Dawar has done his Master's in Political Science from Gomal University, Dera Ismail Khan, his M.Phil in International Relations from the National Defence University, Islamabad and his Ph.D from the Area Study Centre for Africa, North and South America, Quaid-i-Azam University, Islamabad.

==Political career==
Kundi ran for the National Assembly from NA-25 (D.I.Khan-cum-Tank) as a candidate of the Pakistan Peoples Party (PPP) in the 2002 Pakistani general election, but was unsuccessful. He received 31,976 votes and lost the seat to Maulana Fazal-ur-Rehman, a candidate and the leader of Muttahida Majlis-e-Amal (MMA).

He ran for the same seat as a PPP candidate in the 2008 Pakistani general election, but was unsuccessful once again, receiving 39,450 votes and losing the seat to Atta-ur-Rehman, a candidate of MMA.

Kundi ran for the same seat once more, this time as a candidate of Pakistan Tehreek-e-Insaf (PTI) in the 2013 Pakistani general election but was unsuccessful. He received 47,543 votes and lost the seat to Maulana Fazal-ur-Rehman, who was contesting as a candidate of Jamiat Ulema-e-Islam (F) (JUI(F)). Fazal-ur-Rehman later vacated the seat in order to retain the seat he had won in his home constituency, NA-24 (D.I.Khan).
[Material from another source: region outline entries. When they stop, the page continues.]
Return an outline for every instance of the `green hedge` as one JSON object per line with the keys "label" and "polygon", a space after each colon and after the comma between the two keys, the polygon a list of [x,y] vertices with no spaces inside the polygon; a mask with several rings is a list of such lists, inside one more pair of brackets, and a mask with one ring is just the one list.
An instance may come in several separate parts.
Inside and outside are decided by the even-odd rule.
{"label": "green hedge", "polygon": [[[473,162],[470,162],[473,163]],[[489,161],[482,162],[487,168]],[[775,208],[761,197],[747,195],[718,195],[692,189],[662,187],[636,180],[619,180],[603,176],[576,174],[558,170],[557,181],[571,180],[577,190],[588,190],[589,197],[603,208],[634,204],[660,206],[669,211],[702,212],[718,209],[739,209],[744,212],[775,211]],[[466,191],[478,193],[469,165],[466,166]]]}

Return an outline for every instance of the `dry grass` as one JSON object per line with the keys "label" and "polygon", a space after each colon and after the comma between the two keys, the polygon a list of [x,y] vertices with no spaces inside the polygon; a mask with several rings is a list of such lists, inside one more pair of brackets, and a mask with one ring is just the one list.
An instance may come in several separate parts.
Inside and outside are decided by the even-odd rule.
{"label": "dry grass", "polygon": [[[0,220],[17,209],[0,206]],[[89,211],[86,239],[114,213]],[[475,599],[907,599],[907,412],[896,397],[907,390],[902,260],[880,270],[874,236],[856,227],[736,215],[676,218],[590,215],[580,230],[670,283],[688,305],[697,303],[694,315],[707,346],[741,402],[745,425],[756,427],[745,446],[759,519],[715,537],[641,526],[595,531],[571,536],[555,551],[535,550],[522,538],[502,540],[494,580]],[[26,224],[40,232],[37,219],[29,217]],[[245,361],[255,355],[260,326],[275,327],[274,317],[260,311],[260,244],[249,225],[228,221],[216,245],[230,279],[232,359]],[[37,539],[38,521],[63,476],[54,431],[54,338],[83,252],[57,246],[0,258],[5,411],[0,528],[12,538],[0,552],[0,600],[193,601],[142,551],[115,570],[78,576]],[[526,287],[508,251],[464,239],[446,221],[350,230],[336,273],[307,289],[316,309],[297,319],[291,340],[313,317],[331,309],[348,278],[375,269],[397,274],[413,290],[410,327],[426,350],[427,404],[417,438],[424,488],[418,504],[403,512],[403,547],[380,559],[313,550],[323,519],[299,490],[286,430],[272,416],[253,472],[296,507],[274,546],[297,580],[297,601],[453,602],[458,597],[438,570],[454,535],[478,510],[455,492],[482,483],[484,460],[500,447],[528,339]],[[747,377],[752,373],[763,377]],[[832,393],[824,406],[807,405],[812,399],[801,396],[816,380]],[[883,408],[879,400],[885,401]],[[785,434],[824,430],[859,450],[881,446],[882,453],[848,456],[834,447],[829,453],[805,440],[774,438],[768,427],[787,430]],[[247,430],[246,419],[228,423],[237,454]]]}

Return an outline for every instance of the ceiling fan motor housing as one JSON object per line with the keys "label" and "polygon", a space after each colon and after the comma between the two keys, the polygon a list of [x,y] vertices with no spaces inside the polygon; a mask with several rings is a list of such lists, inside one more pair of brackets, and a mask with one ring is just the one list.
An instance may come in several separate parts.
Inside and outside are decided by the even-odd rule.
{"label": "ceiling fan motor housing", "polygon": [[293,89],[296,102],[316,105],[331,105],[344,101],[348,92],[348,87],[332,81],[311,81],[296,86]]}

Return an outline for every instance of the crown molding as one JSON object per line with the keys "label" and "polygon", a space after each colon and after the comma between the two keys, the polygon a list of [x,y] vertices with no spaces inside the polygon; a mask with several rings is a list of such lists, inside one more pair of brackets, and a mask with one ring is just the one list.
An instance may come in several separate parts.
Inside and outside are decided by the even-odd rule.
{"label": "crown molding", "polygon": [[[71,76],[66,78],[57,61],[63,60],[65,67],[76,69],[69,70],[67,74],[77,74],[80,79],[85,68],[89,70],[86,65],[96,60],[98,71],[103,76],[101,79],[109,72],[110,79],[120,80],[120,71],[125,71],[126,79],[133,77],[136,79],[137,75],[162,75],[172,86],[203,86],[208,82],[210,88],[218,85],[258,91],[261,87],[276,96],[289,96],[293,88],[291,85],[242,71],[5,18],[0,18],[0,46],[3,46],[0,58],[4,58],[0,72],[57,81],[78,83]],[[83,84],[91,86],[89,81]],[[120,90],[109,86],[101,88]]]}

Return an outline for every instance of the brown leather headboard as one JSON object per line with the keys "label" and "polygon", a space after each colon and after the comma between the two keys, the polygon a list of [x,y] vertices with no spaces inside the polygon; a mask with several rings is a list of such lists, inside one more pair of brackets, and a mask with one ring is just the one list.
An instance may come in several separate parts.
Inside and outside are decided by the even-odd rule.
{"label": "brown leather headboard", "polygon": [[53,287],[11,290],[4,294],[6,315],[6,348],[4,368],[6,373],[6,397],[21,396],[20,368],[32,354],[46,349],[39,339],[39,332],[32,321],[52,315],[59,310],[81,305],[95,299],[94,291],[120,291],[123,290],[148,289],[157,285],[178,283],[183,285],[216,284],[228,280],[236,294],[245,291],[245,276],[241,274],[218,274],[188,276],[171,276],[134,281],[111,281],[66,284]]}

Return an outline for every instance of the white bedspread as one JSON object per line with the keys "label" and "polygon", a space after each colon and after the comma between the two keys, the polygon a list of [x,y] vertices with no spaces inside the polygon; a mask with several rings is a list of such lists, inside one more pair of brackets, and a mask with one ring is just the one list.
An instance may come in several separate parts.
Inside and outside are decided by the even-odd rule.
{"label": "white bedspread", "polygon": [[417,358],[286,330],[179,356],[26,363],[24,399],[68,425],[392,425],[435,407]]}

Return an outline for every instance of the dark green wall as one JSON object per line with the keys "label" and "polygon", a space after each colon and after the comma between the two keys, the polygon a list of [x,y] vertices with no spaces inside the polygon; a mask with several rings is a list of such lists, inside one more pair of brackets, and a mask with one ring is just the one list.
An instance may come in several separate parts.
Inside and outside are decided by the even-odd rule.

Kundi finally won the constituency as a PTI candidate in the ensuing by-election held in September 2013. He received 64,218 votes and defeated Asad Mehmood, a candidate of JUI(F).

In 2017, he was expelled from the PTI for violating the party's code of conduct, as he criticized the party's policies and select individuals such as Ali Amin Gandapur.

He was the only MNA who voted against the constitutional amendment bill for FATA-KP merger in May 2018.

He ran for the National Assembly from NA-37 Tank as an independent candidate in the 2018 Pakistani general election, but was unsuccessful. He received 13,567 votes and was defeated by Asad Mehmood, a candidate of MMA.

On 12 March 2020, he joined the Pakistan Muslim League (N) (PML(N)) and was made the provincial senior vice president of the party.

On 21 November 2023, he left the PML(N) and officially re-joined the PTI.

In the 2024 Pakistani general election, he was re-elected to the National Assembly as a PTI-affiliated independent candidate from NA-43 Tank-cum-Dera Ismail Khan. He received 64,575 votes and defeated Asad Mehmood, a candidate of the JUI(F). He, like all the other winning PTI-affiliated independent candidates, later joined the Sunni Ittehad Council (SIC).